Anderson was seeded 12th at 126 pounds, and after opening with a loss, won by a 6-1 decision over Tranton Fair of Pueblo East. Anderson was up 2-0 when he glanced at the score and knew he could win. "I tried not to give up any points," said Anderson, "but that happens sometimes."
Anderson finished the season with a 34-11 record and said he was happy to be back at state. His younger brother, freshman Luke Anderson, also wrestles. Shane said he tells Luke "he needs to be tough and work hard at it to be good."
Sophomore heavyweight Marcus Garcia opened with a loss to 34-2 senior Tuli Laulu of Sand Creek, who placed third. Garcia ended the season at 28-15.
Curtis said he's confident that next season will be better. The team is young, and the middle school program is going strong. This season, Delta had nine freshmen, eight sophomores and four juniors out for the team. Curtis said he's looking into scheduling more summer camps, and trying to get into some of the bigger tournaments next season to minimize the shock of wrestling at the Pepsi Center, where this year's tournament was expected to draw upwards of 40,000 spectators over three days. "There's a big change from wrestling at a high school gym to wrestling at the Pepsi Center," he said.
He took this year's team to the Tournament of Champions wrestling tournament in Vernal, Utah, which drew 48 teams, and is hoping for a spot at the Top of the Rockies. "That's a big tournament," he said. "We need to get used to wrestling that type of schedule if we're going to do well here at the state tournament."

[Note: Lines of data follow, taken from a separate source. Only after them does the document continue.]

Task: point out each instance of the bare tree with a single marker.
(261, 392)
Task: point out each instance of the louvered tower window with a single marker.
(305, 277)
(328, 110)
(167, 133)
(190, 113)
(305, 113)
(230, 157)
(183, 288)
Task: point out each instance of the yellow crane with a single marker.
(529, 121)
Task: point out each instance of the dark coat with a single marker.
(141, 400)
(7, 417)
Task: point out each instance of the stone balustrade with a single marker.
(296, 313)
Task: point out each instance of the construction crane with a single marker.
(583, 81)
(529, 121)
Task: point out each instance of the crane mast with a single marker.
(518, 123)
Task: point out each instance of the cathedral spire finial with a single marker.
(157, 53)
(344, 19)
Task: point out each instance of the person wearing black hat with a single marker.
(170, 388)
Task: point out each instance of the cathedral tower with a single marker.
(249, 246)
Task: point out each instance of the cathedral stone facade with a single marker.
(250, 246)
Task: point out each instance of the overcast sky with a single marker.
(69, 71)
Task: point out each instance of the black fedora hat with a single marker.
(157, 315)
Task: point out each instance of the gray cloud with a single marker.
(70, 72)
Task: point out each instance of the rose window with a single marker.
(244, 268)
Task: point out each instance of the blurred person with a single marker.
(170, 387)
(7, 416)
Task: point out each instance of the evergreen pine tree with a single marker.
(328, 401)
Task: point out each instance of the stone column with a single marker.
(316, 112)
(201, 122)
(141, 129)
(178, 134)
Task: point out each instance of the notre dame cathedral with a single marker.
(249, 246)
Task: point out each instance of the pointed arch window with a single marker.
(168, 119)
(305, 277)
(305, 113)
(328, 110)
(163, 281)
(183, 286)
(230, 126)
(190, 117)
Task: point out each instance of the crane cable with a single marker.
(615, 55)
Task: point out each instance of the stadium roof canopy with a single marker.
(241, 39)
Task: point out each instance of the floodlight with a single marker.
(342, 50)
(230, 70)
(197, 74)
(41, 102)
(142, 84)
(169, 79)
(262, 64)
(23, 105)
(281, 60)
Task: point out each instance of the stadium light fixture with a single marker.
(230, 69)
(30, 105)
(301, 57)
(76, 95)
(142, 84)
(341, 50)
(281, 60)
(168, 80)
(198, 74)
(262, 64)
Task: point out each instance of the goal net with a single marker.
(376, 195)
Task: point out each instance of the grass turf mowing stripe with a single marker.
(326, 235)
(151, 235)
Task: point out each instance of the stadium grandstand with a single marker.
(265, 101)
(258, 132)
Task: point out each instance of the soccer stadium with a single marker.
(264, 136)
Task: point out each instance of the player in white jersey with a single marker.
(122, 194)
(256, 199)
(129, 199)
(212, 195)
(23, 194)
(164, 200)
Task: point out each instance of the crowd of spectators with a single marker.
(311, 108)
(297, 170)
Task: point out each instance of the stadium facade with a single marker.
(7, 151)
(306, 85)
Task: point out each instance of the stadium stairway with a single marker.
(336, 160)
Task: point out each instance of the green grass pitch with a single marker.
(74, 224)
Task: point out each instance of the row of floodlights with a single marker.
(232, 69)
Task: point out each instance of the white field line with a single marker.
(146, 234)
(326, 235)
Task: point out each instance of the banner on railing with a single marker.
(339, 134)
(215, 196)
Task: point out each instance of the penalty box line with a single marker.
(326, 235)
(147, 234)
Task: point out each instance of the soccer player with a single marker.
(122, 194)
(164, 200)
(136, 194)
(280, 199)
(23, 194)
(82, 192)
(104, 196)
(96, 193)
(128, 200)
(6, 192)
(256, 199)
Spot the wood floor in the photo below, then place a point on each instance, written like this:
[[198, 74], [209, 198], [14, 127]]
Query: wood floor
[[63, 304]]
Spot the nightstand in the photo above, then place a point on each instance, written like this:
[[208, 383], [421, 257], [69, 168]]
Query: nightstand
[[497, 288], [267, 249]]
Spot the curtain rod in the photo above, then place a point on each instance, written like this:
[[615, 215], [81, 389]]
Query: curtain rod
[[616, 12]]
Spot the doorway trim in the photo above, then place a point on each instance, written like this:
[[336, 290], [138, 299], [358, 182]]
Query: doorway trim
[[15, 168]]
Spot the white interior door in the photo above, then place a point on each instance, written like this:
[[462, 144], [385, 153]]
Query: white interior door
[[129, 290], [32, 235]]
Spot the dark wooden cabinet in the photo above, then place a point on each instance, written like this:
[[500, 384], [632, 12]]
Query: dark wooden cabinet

Despite only three wins, Curtis said he hopes his two sophomores will go back to school and "spread the fever around a little bit" by encouraging their teammates, one of whom is Brown's twin brother, Daniel Brown, to make state their goal. Daniel Brown wrestles at 152 pounds and is first in line to take Brasfield's place next season. "We're glad we made it," said Curtis. "This is an amazing experience. There's not another high school event like this."
Rosales almost didn't wrestle his senior year. He competed for Delta his freshman year before moving to North Dakota for a year, where he also wrestled. He had a tough season last year, said Curtis, and missed the first four weeks of this season. After the Panthers' first dual win in 12 years over Palisade in January, where Rosales won his match in third-round overtime, he said he returned because he didn't want to have any regrets.
"I lost, yeah. I wish I didn't," said Rosales, sitting in the hallway of the Pepsi Center after losing the final match of his high school career. "But, you know, it happens. I'm not going to regret it because I lost. I'm gonna say, you know, I made it here. This is one of the things I'm going to be proud of."
Rosales said he believes in his school and in his coach. "He's a good coach, a good guy. I know he'll do something with this team." He hopes to give back to a program that has given him so much. "I know I'll be back in the wrestling room helping the younger guys get here," he said, holding his arms high above his head. "It's an experience. Pepsi Center."